Just Be Cool
Randy Hunt had snakes.
Randy Hunt wasn’t his real name – it was his name on Gmail. But I only realized it was fake after we slept together a couple of times. He told me his real name, but I forgot it. We usually just called each other “you.” “You” and “You.” I believe this was Shakespeare’s original title for Romeo and Juliet.
After we had sex, he’d tell me about his work, his parents, his snakes. Or, about losing them.
“I was at Pride,” he said. He’d gone to a club on Church Street to show off his 16-foot python. The boys passed around his snake while buying him shooters. It is very hard to tell this story and not make it sound like I’m talking about his penis.
After an hour, Randy drunkenly stumbled down the bar’s steps. “My first clue that something was wrong was when I noticed my shoulders were weirdly… light.” Back at the bar, the muscle queen bartenders were clutching each other. They pointed behind the counter. Amid boxes of empty bottles, there was the python, coiled up like a thick yellow lasso.
Our snake chats were thanks to Craigslist. This was back when I was too poor to have a phone with Grindr on it. I was incapable of Grinding – I could only do some Craiging. I had also just come out of a long-term obsession with this guy, Adam.

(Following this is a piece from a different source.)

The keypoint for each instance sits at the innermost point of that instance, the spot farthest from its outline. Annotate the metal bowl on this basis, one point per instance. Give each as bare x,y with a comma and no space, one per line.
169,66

Adam was basically my teen dream. He was mysterious, well-dressed, and had a raging coke problem. I’d read his Facebook status updates as if I were interpreting song lyrics. I ached to figure out why he’d posted, “It’s really hot out.” (Was it code? It didn’t feel that hot. Was he actually telling everyone that he was really hot for me?) I guess my frenzy showed because after a few of my more gushy messages, I finally got a genuine, heartfelt response. I don’t remember the other five hundred incredibly pleasant words of his email, but I do remember the line, “Matthew, I’m sorry. I never said that I liked you.”
After Adam, I resolved to be cool. Cool guys were always busy looking fit, feeling bored, and sampling awesome boners. They didn’t worry about something as uncool as having their feelings hurt. (I guessed – I was basing all of this off porn.)
That’s how New Matthew often found himself Craiging after getting very drunk at bars. With enough alcohol to forget that I looked like a rumpled muppet, I’d mash out ads for guys. They were usually short and filthy – the ads, not the men. Well, not always. My main focus was that the guy be near me, as I was very intoxicated. There was a drunkenness countdown: after 20 minutes, drunken Cinderella would go from refreshing herself at the Craigslist ball to collapsing into a snoring pumpkin.
One of these nights, Randy contacted me. His photos were cute – suspiciously so. I was a 30-yearold greybeard who was too embarrassed to send shirtless photos. He was an adorable, dolphin-like twink – you could probably roll marbles down his cum gutters. What was his story?